One of the new fixes I've been working on is folding ALU operations into texture coordinate writes. This came out of frustration from the instruction selection research I had done the last couple of weeks, where all algorithms seemed like they would still need significant peephole optimization after selection. I finally said "well, how hard would it be to just finish the big selection problems I know are easily doable with peepholes?" and it wasn't all that bad. The win came out to about 1% of instructions, with a similar benefit to overall 3DMMES performance (it's shocking how ALU-bound 3DMMES is)
I also started on a branch to jump to the end of the program when all 16 pixels in a thread have been discarded. This had given me a 7.9% win on GLB2.7 on Intel, so I hoped for similar wins here. 3DMMES seemed like a good candidate for testing, too, with a lot of discards that are followed by reams of code that could be skipped, including texturing. Initial results didn't seem to show a win, but I haven't actually done any stats on it yet. I also haven't done the usual "draw red where we were applying the optimization" hack to verify that my code is really working, either.
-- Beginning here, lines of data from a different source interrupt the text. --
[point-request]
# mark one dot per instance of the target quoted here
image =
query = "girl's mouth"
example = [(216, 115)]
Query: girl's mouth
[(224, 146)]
While I've been working on this, Jonas Pfeil (who originally wrote the multithreading support) has been working on a couple of other projects. He's been trying to get instructions scheduled into the delay slots of thread switches and branching, which should help reduce any regressions those two features might have caused. More exciting, he's just posed a branch for doing nearest-filtered raster textures (the primary operation in X11 compositing) using direct memory lookups instead of our shadow-copy fallback. Hopefully I get a chance to review, test, and merge in the next week or two.
On the kernel side, my branches for 4.10 have been pulled. We've got ETC1 and multithread FS for 4.10, and a performance win in power management. I've also been helping out and reviewing Boris Brezillon's work for SDTV output in vc4. Those patches should be hitting the list this week.